I have to admit: I know very little about Hatsune Miku. I had never even heard of the 13-year-old game series Hatsune Miku: Project DIVA before playing its newest entry, Hatsune Miku: Project DIVA Megamix+. Despite my lack of knowledge about the game, its series, or its title character, Hatsune Miku: Project DIVA Megamix+ managed to engage me very quickly, with a fun blend of classic rhythm game mechanics, some fun visuals, and a very replayable loop.
For those of you (like me) who don’t know anything about this series, I’ll start with its general concept. In the Hatsune Miku: Project DIVA series, you play a pretty standard rhythm game, but instead of the songs being selected from popular music or maybe instrumental tracks, all of the songs are made using Vocaloids, the voice generation software that spawned Hatsune Miku initially. While not all of the songs in Megamix+ are Hatsune Miku songs, the vast majority of the are, and most of the others feature her in some way.
When I say that the gameplay of Megamix+ has pretty standard rhythm gameplay, I mean that it has the usual button prompts floating across the screen towards a corresponding slot and when the button floats into the slot, you press the button on the controller. The closer you are to perfect timing, the more points you get. You can also build up a streak for consecutive correct hits, and missing will break the streak. Additionally, you have a sort of life bar up at the top of the screen, and missing buttons will drain the bar, and if the bar fully drains the round will end automatically and you will fail.
I really don’t have a lot more to say about the gameplay because it really does not get much more complicated than that. It is very much a twist on Dance Dance Revolution without the mat. There are a few alterations. For example, buttons float in from anywhere on the screen and move at varying paces, which I found made it a little hard to track them at times, as buttons might actually pass over other buttons to get where they’re going, which resulted in me pressing buttons at the wrong times, thinking they were going to other places.
The streak system also struck me as a little interesting. I couldn’t really tell what kind of bonus a streak gave you (though it was clear that there was some bonus), but you can only keep a streak on consecutive “Good” or “Cool” presses, which are the two best in the game. The next level down, “Safe”, will end a streak, even though a “Safe” button press felt pretty good to me. This makes the streaks very difficult to maintain, which in turn made it quite difficult to get higher rank finishes, though that might also have to do with my lack of rhythm game experience (and decidedly iffy sense of rhythm in general).
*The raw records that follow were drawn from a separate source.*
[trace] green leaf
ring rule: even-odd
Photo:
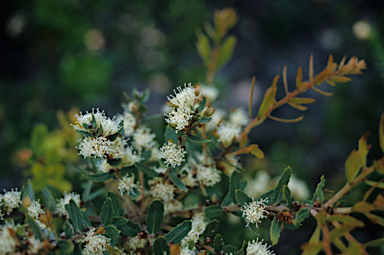
[[[139,225],[129,220],[127,222],[127,225],[122,227],[120,231],[126,236],[134,237],[137,236],[137,233],[141,231],[141,228],[139,227]]]
[[[380,239],[376,239],[376,240],[372,240],[372,241],[366,242],[364,244],[364,246],[366,246],[366,247],[384,246],[384,238],[380,238]]]
[[[164,205],[160,200],[154,200],[148,208],[147,218],[147,230],[150,234],[156,234],[161,229],[161,223],[163,222]]]
[[[45,124],[38,124],[33,128],[31,135],[31,148],[36,157],[43,153],[43,147],[48,135],[48,128]]]
[[[283,188],[283,197],[287,201],[287,206],[289,208],[293,207],[293,197],[291,196],[291,191],[289,190],[288,186],[285,185]]]
[[[291,178],[291,175],[292,175],[292,169],[290,167],[287,167],[284,170],[283,174],[281,175],[279,179],[279,183],[275,188],[275,197],[274,197],[273,203],[279,203],[281,200],[284,199],[283,189],[284,189],[284,186],[288,185],[289,178]]]
[[[35,238],[39,239],[40,241],[43,241],[44,238],[41,235],[40,227],[36,224],[34,219],[32,219],[28,215],[26,215],[26,219],[27,219],[26,221],[27,221],[28,225],[31,226],[31,228],[32,228],[32,231],[33,231],[33,234],[35,235]]]
[[[112,200],[112,208],[115,213],[114,216],[119,217],[123,214],[123,208],[121,207],[119,198],[116,196],[115,192],[108,192],[108,197]]]
[[[267,112],[268,108],[271,106],[271,104],[275,101],[276,96],[276,84],[279,79],[279,76],[277,75],[272,82],[272,86],[268,88],[265,91],[263,101],[261,102],[259,113],[257,114],[257,117],[259,119],[264,119],[266,116],[264,114]]]
[[[176,187],[178,187],[182,191],[188,192],[187,186],[185,186],[185,184],[180,180],[180,178],[177,177],[175,172],[173,172],[173,171],[169,172],[169,179],[171,179],[171,181],[173,182],[173,184],[176,185]]]
[[[200,123],[200,124],[205,124],[205,123],[208,123],[212,120],[211,117],[201,117],[199,118],[199,120],[197,121],[197,123]]]
[[[236,254],[237,252],[237,248],[235,246],[232,246],[232,245],[224,245],[223,247],[223,251],[225,252],[225,254]]]
[[[63,231],[65,233],[65,236],[69,239],[73,237],[73,227],[71,224],[69,224],[68,220],[64,221],[63,224]]]
[[[229,205],[231,202],[232,202],[232,198],[231,198],[231,196],[229,195],[229,192],[228,192],[228,194],[225,195],[223,201],[221,202],[221,205],[223,205],[223,206]]]
[[[34,202],[36,200],[35,198],[35,192],[33,191],[33,186],[32,186],[32,183],[31,181],[28,179],[28,194],[29,194],[29,198],[31,199],[31,202]]]
[[[103,208],[101,209],[101,224],[104,226],[111,224],[114,214],[115,212],[113,211],[112,199],[107,197],[107,199],[104,201]]]
[[[281,232],[281,223],[277,220],[277,217],[273,218],[272,224],[271,224],[271,242],[272,245],[276,245],[280,238],[280,232]]]
[[[204,139],[202,137],[198,137],[194,135],[187,136],[187,140],[194,143],[210,143],[211,142],[210,139]]]
[[[209,43],[209,39],[201,31],[197,31],[196,35],[197,35],[197,42],[196,42],[197,52],[199,53],[201,59],[203,60],[205,67],[208,67],[209,59],[211,57],[211,45]]]
[[[325,178],[324,175],[321,176],[319,184],[317,184],[315,193],[313,194],[312,203],[314,203],[316,200],[318,200],[320,203],[324,201],[324,185],[325,185]]]
[[[210,223],[208,223],[207,227],[205,228],[204,233],[201,236],[204,238],[209,237],[212,239],[216,233],[216,228],[218,225],[219,225],[218,220],[212,220]]]
[[[111,174],[111,173],[85,174],[84,176],[88,180],[92,180],[94,182],[103,182],[103,181],[107,181],[107,180],[111,179],[113,177],[113,174]]]
[[[204,209],[204,215],[208,219],[217,218],[223,214],[223,208],[220,205],[210,205]]]
[[[88,201],[89,193],[91,193],[93,181],[89,180],[87,183],[85,183],[83,194],[81,195],[81,198],[83,201]]]
[[[293,224],[295,226],[300,226],[301,223],[308,218],[309,216],[309,208],[308,207],[303,207],[300,208],[300,210],[296,213],[296,218],[293,220]]]
[[[257,200],[268,199],[268,201],[273,201],[275,197],[275,189],[268,190],[264,194],[261,194]]]
[[[83,212],[83,211],[81,211],[81,214],[83,215],[84,226],[86,226],[88,228],[92,228],[92,224],[91,224],[91,221],[88,218],[88,215],[85,212]]]
[[[159,236],[153,242],[153,250],[155,255],[165,255],[170,254],[169,246],[167,244],[167,239],[164,236]]]
[[[221,68],[226,63],[228,63],[229,60],[231,60],[233,55],[233,50],[236,46],[236,37],[233,35],[228,36],[228,38],[221,44],[219,54],[217,57],[217,64],[216,69]]]
[[[83,215],[76,202],[71,199],[69,204],[65,205],[65,210],[67,210],[69,217],[72,220],[75,231],[81,231],[83,229]]]
[[[54,212],[56,211],[56,201],[55,198],[52,196],[49,189],[46,187],[43,189],[43,200],[44,200],[44,206],[47,208],[48,211]]]
[[[104,229],[106,231],[103,234],[104,236],[111,238],[111,239],[115,239],[115,238],[120,237],[120,231],[115,226],[109,225],[109,226],[104,227]]]
[[[148,175],[149,177],[159,177],[159,174],[158,174],[155,170],[153,170],[153,169],[151,169],[151,168],[149,168],[149,167],[147,167],[147,166],[145,166],[145,165],[143,165],[143,164],[136,163],[136,164],[135,164],[135,167],[136,167],[139,171],[141,171],[141,172],[143,172],[144,174]]]
[[[70,240],[59,239],[57,240],[57,245],[59,246],[60,254],[71,253],[75,249]]]
[[[177,144],[177,141],[179,140],[177,137],[175,130],[171,129],[169,126],[165,128],[164,139],[166,143],[168,140],[172,140],[173,143]]]
[[[232,201],[237,204],[236,190],[240,189],[240,177],[237,171],[234,171],[229,180],[229,195]]]
[[[174,227],[164,237],[168,243],[179,244],[181,240],[188,235],[188,232],[192,229],[192,223],[190,220],[185,220],[183,223]]]
[[[201,100],[199,103],[199,113],[204,110],[206,103],[207,103],[207,99],[203,97],[203,100]]]
[[[220,254],[220,252],[223,250],[223,246],[223,237],[220,234],[217,234],[213,240],[213,248],[215,249],[215,253]]]
[[[140,154],[140,157],[143,158],[143,160],[141,160],[140,162],[142,164],[148,162],[151,156],[152,156],[152,151],[144,151],[143,153]]]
Perhaps the largest issue I had with the gameplay was that the game really struggled to keep a solid framerate. Even on my hefty gaming PC, the game would often drop to noticeably low framerates that would be choppy for any game, but felt extra-bad in a rhythm game. As you would expect, having the icons freeze on the screen and then move again as the game chugs along, trying to keep up with the pace of the song, makes it really hard to time the button presses. The framerate drops didn’t happen too often, but a game like this depends on a stable framerate and the regular drops, especially at the start of songs, were a little disappointing.
If you’re wondering what might cause these drops in the framerate, you don’t need to look any further than the graphics. While still sticking to the very anime look of Hatsune Miku and the other characters, the music videos can have pretty intense lighting and particle effects. These effects make the music videos pretty cool, but I can’t say that it is worth the cost, considering that when you play the game you don’t really have time to look at the music videos at all.
The game has some other mechanics, like the ability to buy outfits for the different characters and customize them, or customize the button press effects, the game is completely centered around the rhythm game and Hatsune Miku’s music. I don’t mind how straightforward it all is, because the game is quite fun. Like I said earlier, it is just about exactly what you would expect from a Hatsune Miku rhythm game, but that is by no means a bad thing. Hatsune Miku: Project DIVA Megamix+ presents a clean and understandable game that anyone with even basic rhythm game experience can get into. It’s not revolutionary, but if you like rhythm games, you’ll find it to be more than enough fun.